Non-alcoholic fatty liver disease (NAFLD) and atherosclerosis (ATS) are worldwide known diseases with increased incidence and prevalence. These two are driven and are interconnected by multiple oxidative and metabolic functions such as lipotoxicity. A gamut of evidence suggests that sphingolipids (SL), such as ceramides, account for much of the tissue damage. Although in humans they are proving to be accurate biomarkers of adverse cardiovascular disease outcomes and NAFLD progression, in rodents, pharmacological inhibition or depletion of enzymes driving de novo ceramide synthesis prevents the development of metabolic driven diseases such as diabetes, ATS, and hepatic steatosis. In this narrative review, we discuss the pathways which generate the ceramide synthesis, the potential use of circulating ceramides as novel biomarkers in the development and progression of ATS and related diseases, and their potential use as therapeutic targets in NAFDL-ATS development which can further provide new clues in this field.
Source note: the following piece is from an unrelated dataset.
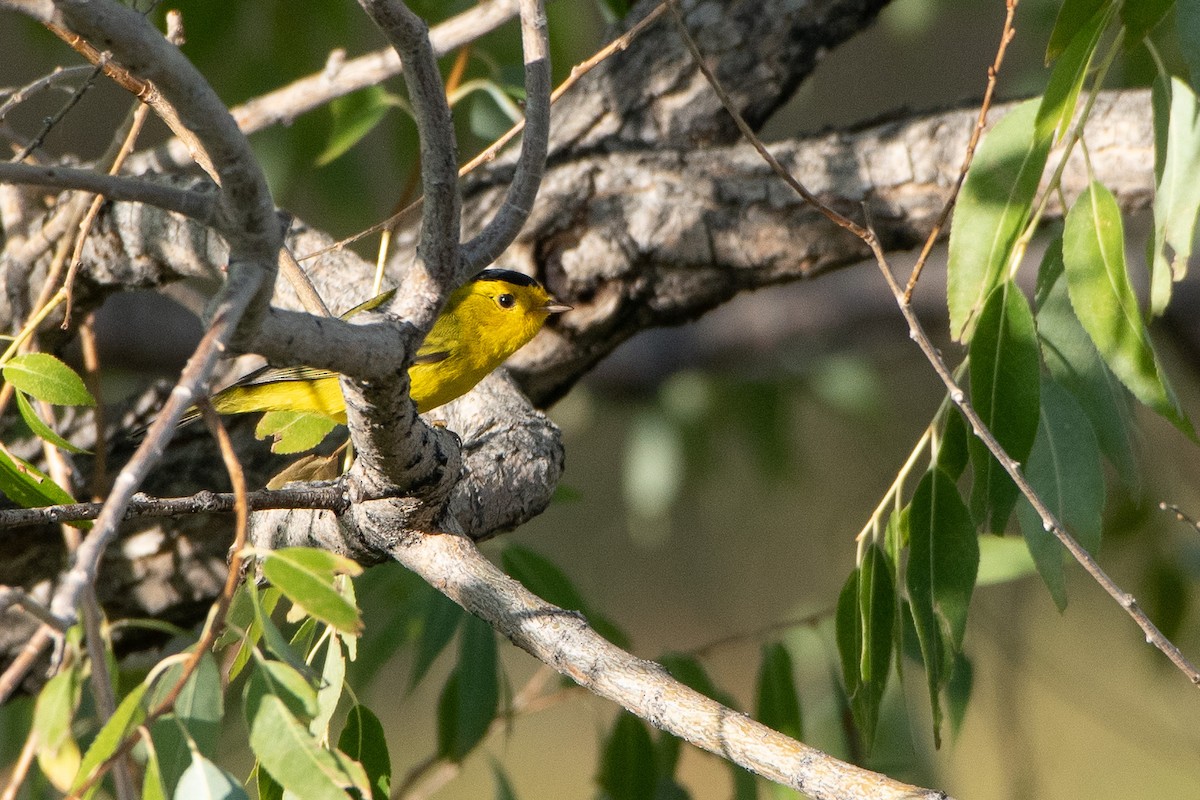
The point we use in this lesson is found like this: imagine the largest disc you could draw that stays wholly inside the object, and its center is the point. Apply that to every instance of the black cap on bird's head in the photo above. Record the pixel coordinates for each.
(508, 276)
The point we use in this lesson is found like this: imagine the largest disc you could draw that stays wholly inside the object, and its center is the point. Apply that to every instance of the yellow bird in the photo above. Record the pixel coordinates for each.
(485, 320)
非酒精性脂肪性肝病(NAFLD)和动脉粥样硬化(ATS)是全球范围内发病率和患病率不断上升的疾病。这两种疾病由多种氧化和代谢功能(如脂毒性)驱动且相互关联。大量证据表明,鞘脂(SL),如神经酰胺,是造成大部分组织损伤的原因。尽管在人类中它们已被证明是不良心血管疾病结局和NAFLD进展的准确生物标志物,但在啮齿动物中,对驱动神经酰胺从头合成的酶进行药理学抑制或清除可预防代谢驱动疾病(如糖尿病、ATS和肝脂肪变性)的发展。在这篇叙述性综述中,我们讨论了产生神经酰胺合成的途径、循环神经酰胺作为ATS及相关疾病发展和进展中的新型生物标志物的潜在用途,以及它们作为NAFLD-ATS发展中治疗靶点的潜在用途,这可为该领域进一步提供新线索。